Dataset: The Impact of e-WOM Sentiment on Sales: An Attribute Level Analysis of Search and Experience Attributes
Description
Data, Codes, and Process for the Paper "The Impact of e-WOM Sentiment on Sales: An Attribute Level Analysis of Search and Experience Attributes" This document outlines the data sources, coding steps, and processing workflow required to replicate the analysis presented in the paper. Data Sources Twitter (X) - for e-WOM data Amazon - for e-WOM data VGchartz - for sales data
Files
Steps to reproduce
Data for this analysis was obtained from X (formerly known as Twitter), Amazon for e-WOM, and VGchartz for sales metrics.
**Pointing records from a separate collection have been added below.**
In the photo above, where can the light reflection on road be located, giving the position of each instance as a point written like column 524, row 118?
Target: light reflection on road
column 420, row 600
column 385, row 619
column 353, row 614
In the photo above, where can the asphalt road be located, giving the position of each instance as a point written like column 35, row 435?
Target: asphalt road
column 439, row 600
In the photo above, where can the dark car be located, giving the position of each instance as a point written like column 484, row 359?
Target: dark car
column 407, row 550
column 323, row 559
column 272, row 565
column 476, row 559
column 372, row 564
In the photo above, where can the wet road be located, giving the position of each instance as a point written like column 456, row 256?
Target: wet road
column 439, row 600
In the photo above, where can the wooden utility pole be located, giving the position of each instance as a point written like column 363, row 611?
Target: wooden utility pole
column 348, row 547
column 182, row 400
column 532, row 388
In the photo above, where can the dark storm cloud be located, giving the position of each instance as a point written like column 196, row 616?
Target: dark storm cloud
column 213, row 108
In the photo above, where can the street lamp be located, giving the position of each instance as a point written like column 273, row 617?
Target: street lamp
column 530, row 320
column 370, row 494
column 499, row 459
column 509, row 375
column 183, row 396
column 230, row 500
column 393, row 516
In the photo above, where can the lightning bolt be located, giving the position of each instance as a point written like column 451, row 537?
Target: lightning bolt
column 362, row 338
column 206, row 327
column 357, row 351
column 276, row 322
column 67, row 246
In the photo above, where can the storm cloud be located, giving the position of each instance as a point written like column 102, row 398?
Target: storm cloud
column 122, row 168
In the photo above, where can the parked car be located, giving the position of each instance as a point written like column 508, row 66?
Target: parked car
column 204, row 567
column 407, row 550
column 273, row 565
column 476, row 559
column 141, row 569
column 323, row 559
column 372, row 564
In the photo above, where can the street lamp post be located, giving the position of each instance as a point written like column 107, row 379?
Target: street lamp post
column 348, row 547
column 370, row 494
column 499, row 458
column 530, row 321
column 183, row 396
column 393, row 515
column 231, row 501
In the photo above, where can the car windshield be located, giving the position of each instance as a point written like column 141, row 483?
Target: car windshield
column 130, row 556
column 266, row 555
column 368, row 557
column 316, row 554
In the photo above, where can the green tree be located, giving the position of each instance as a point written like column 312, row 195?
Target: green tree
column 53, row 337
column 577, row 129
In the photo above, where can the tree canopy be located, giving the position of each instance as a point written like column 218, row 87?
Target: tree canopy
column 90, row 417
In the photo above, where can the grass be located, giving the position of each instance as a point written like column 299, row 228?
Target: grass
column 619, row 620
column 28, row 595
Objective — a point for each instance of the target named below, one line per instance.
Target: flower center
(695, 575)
The accompanying code and data enable the reproduction of topic and sentiment analyses. However, to create the final dataset (provided in the Dataset folder), some calculations will need to be performed in Excel or any other program of your choice. The complete process from raw data to the final dataset is outlined below. For any step where code or a dataset is included in the uploaded folder, it will be indicated: 1. **Obtain raw data** from X, Amazon, and VGchartz (data provided in the Raw Data folder). 2. **Process Twitter Data:** - 2.1. Merge all CSV files into one file (code and data available at `twitter/0. Raw Data`). - 2.2. Clean tweets as shown in the code (`twitter/1. Cleaned Data`). The output data is in a .rar file in that folder. - 2.3. Embed the text using the sentence embedding code, then apply topic modeling with two Python files (code and data in `twitter/2. Topiced Data`). - 2.4. Create a separate dataset for sentiment analysis (`twitter/3. For Sentiment`). - 2.5. Now, you have two datasets for tweets: one with topics and one with sentiment scores. Use the sentiment analysis model detailed in the paper to analyze sentiment for each tweet, storing results for the next step. 3. **Process Amazon Data** (code and datasets provided in the relevant folder). 4. **Merge Tweet and Amazon Scores** based on weekly dates. 5. **Aggregate Data by Topic Category:** Using a weighted average, group the data by week, then organize it into topic categories as outlined in the paper. 6. **Add First and Second Data Lags:** Calculate averages for topic categories to create variables `avg_SF`, `avg_SA`, `avg_EP`, and `avg_EO`. 7. **Obtain ABSACS_Final_Dataset** (provided in the folder). 8. **Repeat the Process for the Benchmark Model:** Calculate averages as described above to produce `avg_SF`, `avg_SA`, `avg_EP`, and `avg_EO`. Use the simpler sentiment model mentioned in the paper to create the **Benchmark Final Dataset**. 9. **Generate the Correlation Matrix** using `correlation file.ipynb`. 10. **Run the Regression Analysis**: Use the variables listed in the regression results table and conduct a robust regression in STATA.